Show that $f: \mathbb{R}^{n^{2}} \to \mathbb{R}^{n^{2}}$ s.t. $f(X)=X^6$ is a differential application.

Question

Let $f: \mathbb{R}^{n^{2}} \rightarrow \mathbb{R}^{n^{2}}$ defined by $f(X)=X^6$, where $\mathbb{R}^{n^{2}}$ is the space of square $n\times n$ matrices.

Show that $f$ is a differential application.

I try to prove that using the definition of a differential application in this way:

Let $X \in \mathbb{R}^{n^{2}}$ and $Y\neq0 \in \mathbb{R}^{n^{2}}$.

$$f(X+Y) - f(X) = f'(X)\cdot Y + r(Y) $$ $$\Leftrightarrow r(Y)=f(X+Y) - f(X) - f'(X)\cdot Y $$ $$\Leftrightarrow \frac{r(Y)}{|Y|}=\frac{f(X+Y) - f(X) - f'(X)\cdot Y}{|Y|}.$$ Then $$\lim_{|Y|\rightarrow0}\frac{r(Y)}{|Y|}=\lim_{|Y|\rightarrow0}\frac{f(X+Y) - f(X) - f'(X)\cdot Y}{|Y|} $$ $$\Leftrightarrow\lim_{|Y|\rightarrow0}\frac{r(Y)}{|Y|}=\lim_{|Y|\rightarrow0}\frac{(X+Y)^6 - X^6 - f'(X)\cdot Y}{|Y|}.$$

I want to prove that $\lim_{|Y|\rightarrow0}\frac{r(Y)}{|Y|}=0$. If I could get this, the result follows by the differential application definition.

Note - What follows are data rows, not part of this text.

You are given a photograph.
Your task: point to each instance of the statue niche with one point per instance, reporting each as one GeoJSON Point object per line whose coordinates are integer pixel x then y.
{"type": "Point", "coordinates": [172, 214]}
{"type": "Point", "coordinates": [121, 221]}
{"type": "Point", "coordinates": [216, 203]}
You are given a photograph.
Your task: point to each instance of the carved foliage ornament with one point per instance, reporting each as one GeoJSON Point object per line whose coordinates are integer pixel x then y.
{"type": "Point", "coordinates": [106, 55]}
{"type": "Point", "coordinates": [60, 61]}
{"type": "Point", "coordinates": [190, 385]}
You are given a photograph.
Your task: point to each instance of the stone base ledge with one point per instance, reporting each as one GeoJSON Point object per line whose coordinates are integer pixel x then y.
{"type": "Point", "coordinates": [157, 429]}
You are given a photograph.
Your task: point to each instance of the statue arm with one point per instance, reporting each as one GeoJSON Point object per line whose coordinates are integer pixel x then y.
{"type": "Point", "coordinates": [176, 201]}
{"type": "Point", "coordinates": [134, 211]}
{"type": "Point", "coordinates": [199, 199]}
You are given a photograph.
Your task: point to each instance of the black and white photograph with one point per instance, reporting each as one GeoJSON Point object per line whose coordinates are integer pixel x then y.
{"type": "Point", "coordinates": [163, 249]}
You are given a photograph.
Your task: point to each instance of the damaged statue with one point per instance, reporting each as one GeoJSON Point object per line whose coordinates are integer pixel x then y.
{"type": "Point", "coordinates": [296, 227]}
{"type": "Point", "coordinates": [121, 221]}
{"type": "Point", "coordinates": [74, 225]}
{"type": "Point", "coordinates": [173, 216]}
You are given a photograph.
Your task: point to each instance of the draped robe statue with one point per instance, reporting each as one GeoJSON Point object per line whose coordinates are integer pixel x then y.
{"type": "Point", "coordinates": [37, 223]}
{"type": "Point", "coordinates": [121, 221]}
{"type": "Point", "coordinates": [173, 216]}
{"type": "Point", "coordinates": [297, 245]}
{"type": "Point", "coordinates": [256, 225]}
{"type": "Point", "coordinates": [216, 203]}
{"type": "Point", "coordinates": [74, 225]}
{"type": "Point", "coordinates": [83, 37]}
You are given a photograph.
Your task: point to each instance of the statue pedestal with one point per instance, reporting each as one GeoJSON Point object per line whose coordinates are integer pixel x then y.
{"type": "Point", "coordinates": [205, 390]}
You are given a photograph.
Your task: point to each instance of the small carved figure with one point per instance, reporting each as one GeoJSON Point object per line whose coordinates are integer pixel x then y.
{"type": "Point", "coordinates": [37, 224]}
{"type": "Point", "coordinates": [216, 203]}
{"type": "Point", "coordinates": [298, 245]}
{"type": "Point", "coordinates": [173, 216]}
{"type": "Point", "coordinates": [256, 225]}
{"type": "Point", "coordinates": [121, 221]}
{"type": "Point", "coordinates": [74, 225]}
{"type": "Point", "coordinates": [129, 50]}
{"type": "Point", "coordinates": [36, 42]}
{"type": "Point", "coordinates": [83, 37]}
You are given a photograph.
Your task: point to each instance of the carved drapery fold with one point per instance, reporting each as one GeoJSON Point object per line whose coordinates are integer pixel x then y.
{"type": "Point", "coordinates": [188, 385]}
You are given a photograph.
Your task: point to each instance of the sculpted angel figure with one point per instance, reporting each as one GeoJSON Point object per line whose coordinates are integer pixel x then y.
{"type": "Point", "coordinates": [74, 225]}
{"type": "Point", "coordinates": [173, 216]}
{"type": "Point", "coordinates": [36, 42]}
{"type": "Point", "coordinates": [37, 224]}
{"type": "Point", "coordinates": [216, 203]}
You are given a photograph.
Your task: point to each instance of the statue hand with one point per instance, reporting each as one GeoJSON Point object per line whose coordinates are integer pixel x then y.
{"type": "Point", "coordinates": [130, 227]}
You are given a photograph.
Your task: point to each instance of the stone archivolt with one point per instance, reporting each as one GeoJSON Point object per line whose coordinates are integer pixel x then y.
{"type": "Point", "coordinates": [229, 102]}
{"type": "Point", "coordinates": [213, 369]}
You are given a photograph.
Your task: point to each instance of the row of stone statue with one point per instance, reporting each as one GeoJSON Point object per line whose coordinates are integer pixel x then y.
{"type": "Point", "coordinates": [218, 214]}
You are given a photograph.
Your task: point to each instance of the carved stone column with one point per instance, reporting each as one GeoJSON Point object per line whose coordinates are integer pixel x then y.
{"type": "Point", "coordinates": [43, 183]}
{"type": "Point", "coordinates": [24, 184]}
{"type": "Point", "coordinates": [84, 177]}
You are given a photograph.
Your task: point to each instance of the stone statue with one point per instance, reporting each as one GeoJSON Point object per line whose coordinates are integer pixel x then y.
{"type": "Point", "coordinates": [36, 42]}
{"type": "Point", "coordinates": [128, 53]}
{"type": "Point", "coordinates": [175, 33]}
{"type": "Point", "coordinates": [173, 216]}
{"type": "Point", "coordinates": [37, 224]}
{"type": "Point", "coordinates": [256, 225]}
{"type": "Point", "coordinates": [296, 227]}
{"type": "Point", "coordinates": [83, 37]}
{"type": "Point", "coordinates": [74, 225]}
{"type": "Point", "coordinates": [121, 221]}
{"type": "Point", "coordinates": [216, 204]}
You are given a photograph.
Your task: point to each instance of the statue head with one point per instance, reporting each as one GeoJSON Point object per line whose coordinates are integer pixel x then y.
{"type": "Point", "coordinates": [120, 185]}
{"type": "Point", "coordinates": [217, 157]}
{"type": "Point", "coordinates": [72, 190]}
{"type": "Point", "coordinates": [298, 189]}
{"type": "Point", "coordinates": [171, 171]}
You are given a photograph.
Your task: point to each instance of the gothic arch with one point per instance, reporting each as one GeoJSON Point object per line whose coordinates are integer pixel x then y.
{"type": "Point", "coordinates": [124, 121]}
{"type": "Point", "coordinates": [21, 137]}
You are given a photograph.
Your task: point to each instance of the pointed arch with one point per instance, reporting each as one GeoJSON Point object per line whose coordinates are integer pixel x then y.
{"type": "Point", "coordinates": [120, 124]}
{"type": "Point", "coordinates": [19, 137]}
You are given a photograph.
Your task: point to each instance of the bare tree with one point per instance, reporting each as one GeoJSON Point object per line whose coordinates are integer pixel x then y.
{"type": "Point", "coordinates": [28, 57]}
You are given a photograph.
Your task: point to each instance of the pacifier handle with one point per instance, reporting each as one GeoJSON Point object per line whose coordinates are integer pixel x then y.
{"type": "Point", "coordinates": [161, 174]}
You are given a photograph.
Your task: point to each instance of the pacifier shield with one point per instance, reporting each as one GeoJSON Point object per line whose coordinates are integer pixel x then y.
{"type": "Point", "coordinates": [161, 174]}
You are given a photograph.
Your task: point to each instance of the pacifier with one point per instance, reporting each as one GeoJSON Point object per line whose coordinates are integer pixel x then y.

The problem is that the algebraic manipulations aren't so simple, and I don't have any additional properties for these matrices.

I try something else: There is a result that says every function $f:\mathbb{R^n}\rightarrow \mathbb{R^n}$ such that $f \in C^1$, then $f$ is differentiable. I thought to calculate the partial differentials of $f$ in each variable $x_{i} \in \mathbb{R}$ and proof that derivative is continuous in each $x_i$. But I don't know how to calculate these derivatives because they are matrices. Could someone help me, please?

Answer 1

Let $X,H\in\mathbb{R}^{n^2}$, then

\begin{align} f'(X)[H]&=\frac{\partial}{\partial t}\left\{f(X+tH) \right\}_{t=0}\\ &=\frac{\partial}{\partial t}\left\{(X+tH)^{6}\right\}_{t=0}\\ &=6X^{5}H \end{align} Now, \begin{equation} f(X+H)-f(X)=f'(X)[H]+r(H)\Rightarrow r(H)=(X+H)^{6}-X^6-6X^{5}H \end{equation}

We have to \begin{align} 0\leq\frac{\Vert r(H)\Vert}{\Vert H\Vert}=\frac{\Vert 15X^{4}H^{2}+20X^{3}H^{3}+15X^{2}H^{4}+6XH^{5}+H^6\Vert}{\Vert H\Vert}\leq\frac{\Vert 15X^{4}H+20X^{3}H^{2}+15X^{2}H^{3}+6XH^{4}+H^{5}\Vert\Vert H\Vert}{\Vert H\Vert}\quad\text{(See note)} \end{align} Therefore \begin{equation} \lim_{H\to 0}\frac{r(H)}{\Vert H\Vert}=0 \end{equation}

This shows that $f$ is differentiable at $X\in\mathbb{R}^{n^2}$.

Note: Let $T\in L(\mathbb{R}^{n},\mathbb{R}^{m})$ and $K=\{x\in \mathbb{R}^{n}:\Vert x\Vert_{n}=1\}$, then $\Vert T(x)\Vert_{n}\leq \Vert T\Vert \Vert x\Vert_{n}$, with that you can verify that the norm operator is submultiplicative.